Karena, ada juga yang merasa pindah kos itu tidak gampang. Ada yang karena malas memindahkan barang dari satu tempat ke tempat lain, apalagi kalau barangnya tidak cuma pakaian saja.
Misalnya, ada yang punya tv, lemari, keyboard, AC, WiFi router, sepeda, sampai kulkas sekalian. Wah, kok tajir banget!
Meskipun itu hanya ilustrasi, tapi ada juga yang memang seperti itu. Lalu, bagaimana dengan saya? Kalau saya, bukan soal barangnya, tetapi memang malas saja untuk pindah.
Begitu juga kalau sudah merasa betah dan cocok dengan situasi kos tersebut, maka sulit untuk pindah.

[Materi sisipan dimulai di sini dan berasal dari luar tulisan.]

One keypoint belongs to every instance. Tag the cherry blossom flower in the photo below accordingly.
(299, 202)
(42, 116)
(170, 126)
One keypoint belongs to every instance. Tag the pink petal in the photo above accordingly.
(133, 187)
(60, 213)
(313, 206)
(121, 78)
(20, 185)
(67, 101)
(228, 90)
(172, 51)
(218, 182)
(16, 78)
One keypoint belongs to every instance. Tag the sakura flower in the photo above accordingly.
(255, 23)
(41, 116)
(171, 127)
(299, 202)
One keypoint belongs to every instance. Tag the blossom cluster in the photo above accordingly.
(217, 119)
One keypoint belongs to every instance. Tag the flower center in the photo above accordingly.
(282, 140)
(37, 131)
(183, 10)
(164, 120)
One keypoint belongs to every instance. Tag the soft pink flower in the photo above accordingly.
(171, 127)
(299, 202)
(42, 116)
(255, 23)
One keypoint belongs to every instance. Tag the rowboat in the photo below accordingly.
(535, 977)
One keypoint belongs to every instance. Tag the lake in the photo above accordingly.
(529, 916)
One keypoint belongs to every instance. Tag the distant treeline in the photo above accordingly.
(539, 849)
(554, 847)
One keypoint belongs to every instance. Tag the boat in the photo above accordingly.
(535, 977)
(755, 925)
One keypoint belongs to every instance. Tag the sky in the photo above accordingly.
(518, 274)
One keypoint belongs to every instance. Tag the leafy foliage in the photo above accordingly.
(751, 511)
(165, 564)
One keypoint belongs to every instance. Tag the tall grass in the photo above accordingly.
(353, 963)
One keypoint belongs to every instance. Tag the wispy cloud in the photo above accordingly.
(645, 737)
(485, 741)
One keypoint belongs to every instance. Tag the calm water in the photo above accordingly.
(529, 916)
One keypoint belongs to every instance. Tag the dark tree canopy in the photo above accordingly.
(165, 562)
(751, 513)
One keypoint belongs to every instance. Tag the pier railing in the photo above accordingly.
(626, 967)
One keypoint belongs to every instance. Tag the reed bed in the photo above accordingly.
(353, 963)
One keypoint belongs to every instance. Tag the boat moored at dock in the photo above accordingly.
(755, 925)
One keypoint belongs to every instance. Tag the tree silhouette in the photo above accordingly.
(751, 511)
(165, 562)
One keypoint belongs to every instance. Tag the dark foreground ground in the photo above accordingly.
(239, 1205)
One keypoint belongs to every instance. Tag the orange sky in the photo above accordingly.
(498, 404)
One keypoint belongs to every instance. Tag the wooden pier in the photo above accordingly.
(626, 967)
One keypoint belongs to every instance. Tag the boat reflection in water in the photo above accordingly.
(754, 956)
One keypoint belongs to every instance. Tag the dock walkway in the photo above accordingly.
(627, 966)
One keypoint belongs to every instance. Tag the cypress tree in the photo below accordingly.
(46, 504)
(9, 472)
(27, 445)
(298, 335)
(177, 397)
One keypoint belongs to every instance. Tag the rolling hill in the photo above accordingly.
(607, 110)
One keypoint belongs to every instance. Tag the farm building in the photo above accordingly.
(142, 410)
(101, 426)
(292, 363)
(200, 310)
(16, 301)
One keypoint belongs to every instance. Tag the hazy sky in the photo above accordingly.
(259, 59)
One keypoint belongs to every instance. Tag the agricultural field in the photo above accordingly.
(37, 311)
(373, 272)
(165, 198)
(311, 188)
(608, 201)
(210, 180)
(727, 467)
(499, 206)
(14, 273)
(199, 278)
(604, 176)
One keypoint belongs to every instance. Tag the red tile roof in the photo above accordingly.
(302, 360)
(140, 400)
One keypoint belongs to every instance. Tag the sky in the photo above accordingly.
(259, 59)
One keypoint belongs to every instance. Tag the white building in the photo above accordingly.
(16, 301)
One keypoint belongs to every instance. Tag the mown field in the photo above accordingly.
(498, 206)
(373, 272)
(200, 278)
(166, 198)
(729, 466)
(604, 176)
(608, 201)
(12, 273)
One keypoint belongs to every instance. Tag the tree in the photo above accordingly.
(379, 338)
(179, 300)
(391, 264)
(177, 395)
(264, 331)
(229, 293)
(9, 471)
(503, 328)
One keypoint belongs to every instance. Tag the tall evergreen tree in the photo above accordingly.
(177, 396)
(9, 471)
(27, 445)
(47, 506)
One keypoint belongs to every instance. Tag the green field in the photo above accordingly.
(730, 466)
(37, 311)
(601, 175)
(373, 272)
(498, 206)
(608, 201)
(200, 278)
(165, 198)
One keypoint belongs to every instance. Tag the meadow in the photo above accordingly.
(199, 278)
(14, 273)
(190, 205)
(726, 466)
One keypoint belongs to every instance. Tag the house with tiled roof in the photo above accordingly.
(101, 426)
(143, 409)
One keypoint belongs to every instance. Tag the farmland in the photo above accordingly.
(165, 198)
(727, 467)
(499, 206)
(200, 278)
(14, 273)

Bahkan, meski kos-nya sering dikatakan sudah ketinggalan zaman karena tidak ada fasilitas WiFi pun, saya akan berpikir berkali-kali untuk pindah.
Tetapi di sisi lain, saya berpikir kalau pindah kos masih lebih gampang dibandingkan pindah warga negara. Apa saja faktornya?
Pertama, adaptasinya lebih berat. Kita tidak bisa hanya bermodalkan vlog di media sosial yang mengulas atau malah hanya menangkap sekilas keadaan suatu daerah di suatu negara.
Kita harus datang langsung untuk "beruji nyali". Jika tidak demikian, maka mustahil untuk dapat beradaptasi dengan keadaan yang sudah pasti berbeda dengan keadaan di negara asal.
Apakah kita hanya datang untuk menjadi penduduk yang mengakar di apartemen, lalu setiap hari membeli segalanya lewat layanan pesan-antar saja?
Kedua, kita tidak hanya berhenti pada penguasaan bahasa dan budaya yang dimiliki negara tujuan. Setelah kita menguasai, maka kita harus mengetahui ketepatan penggunaannya.
Belum tentu, pada semua momen kita akan bisa menggunakan cara bertutur yang sedemikian rupa--yang kita tahu sebelumnya. Bisa saja berbeda tempat, maka berbeda pula gaya atau penerapannya.